Loki's Production Designer Dishes On The Loki Hideout In The Void - Exclusive

With the release of the show's season finale, "Loki" fans have enjoyed quite a stunning journey, thanks in no small part to the incredible job the show's artists did in creating the unimaginable. Looper recently spoke with Kasra Farahani, production designer for "Loki." During our talk, we asked him about The Void; for those who need a recap, Farahani detailed it and his process for how he got there: "The idea behind that and the Void generally is that it's this hyper desolate place where you've been deleted from time, and you get to the TVA, and then you've been pruned even from the TVA that's sort of deleted twice, this is where you end up."

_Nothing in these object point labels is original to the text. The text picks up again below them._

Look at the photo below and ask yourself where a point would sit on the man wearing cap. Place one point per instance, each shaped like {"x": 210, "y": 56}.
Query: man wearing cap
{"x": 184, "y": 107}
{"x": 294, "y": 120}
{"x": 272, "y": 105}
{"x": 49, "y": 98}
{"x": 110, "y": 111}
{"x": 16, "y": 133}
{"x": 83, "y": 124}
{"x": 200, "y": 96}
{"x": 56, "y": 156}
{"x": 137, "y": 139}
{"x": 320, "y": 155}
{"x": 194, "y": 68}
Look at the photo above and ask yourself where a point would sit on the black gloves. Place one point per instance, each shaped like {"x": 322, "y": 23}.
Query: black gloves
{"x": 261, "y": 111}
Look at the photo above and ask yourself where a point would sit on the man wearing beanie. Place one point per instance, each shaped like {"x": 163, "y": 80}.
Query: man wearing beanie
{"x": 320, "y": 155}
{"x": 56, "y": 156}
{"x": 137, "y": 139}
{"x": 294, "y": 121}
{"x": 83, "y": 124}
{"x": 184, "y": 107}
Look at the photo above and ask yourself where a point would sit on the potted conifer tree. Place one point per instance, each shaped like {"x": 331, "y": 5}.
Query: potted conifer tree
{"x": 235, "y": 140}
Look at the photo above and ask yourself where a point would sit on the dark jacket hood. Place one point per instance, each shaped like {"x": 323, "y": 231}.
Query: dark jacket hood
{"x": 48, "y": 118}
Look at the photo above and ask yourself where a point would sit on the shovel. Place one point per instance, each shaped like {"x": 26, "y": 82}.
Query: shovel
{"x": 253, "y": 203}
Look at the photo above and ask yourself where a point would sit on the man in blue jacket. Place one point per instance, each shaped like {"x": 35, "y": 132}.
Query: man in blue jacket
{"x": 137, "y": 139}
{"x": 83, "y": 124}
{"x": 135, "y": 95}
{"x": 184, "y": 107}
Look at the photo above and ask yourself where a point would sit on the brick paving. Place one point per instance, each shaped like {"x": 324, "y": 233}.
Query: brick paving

He also explained the actual physical construction of the Void set: "The Void was an entire stage build, and so that was a massive interior terrain that we built that had seven different iterations. We would bring in different elements to make it feel different, sometimes overnight. So for example, the giant heads were one iteration of it. The drive-in movie theater was a different iteration of it, where Sylvie wakes up. There was a version of it with the engine of the space craft that they walk past. There was a version of it where Loki first wakes up with the bus shelter and all that."

He also expanded on the most compelling part of the void: The Loki Hideout, also known as the Loki Palace or the Loki Lair.

Inside the Loki Lair

Producton designer Kasra Farahani revealed more on The Void set, specifically the Loki hideout: "So it was like a dumping ground of aberrant realities, and the Loki palace was one of those realities. Where it was this strange bowling alley that had been deleted at some point and next to it, there was maybe an alien reality. So you've got alien vines growing through the Loki palace, and on top of that, they dragged the Mall Santa throne from yet another reality and they brought it together. That set sort of represented the overall spirit of the void, which was this salad bar of discarded realities, colliding into each other."

He also highlighted an Easter egg in the Loki palace: "the Polybius machine is a cool non-MCU Easter egg that Kevin Wright, our creative producer, suggested." Polybius is one of the earliest and most notorious gaming legends, about a mysterious hypnotic arcade game that was analyzed by men in black. It's the exact sort of background detail that would be found in a reality dump like The Void.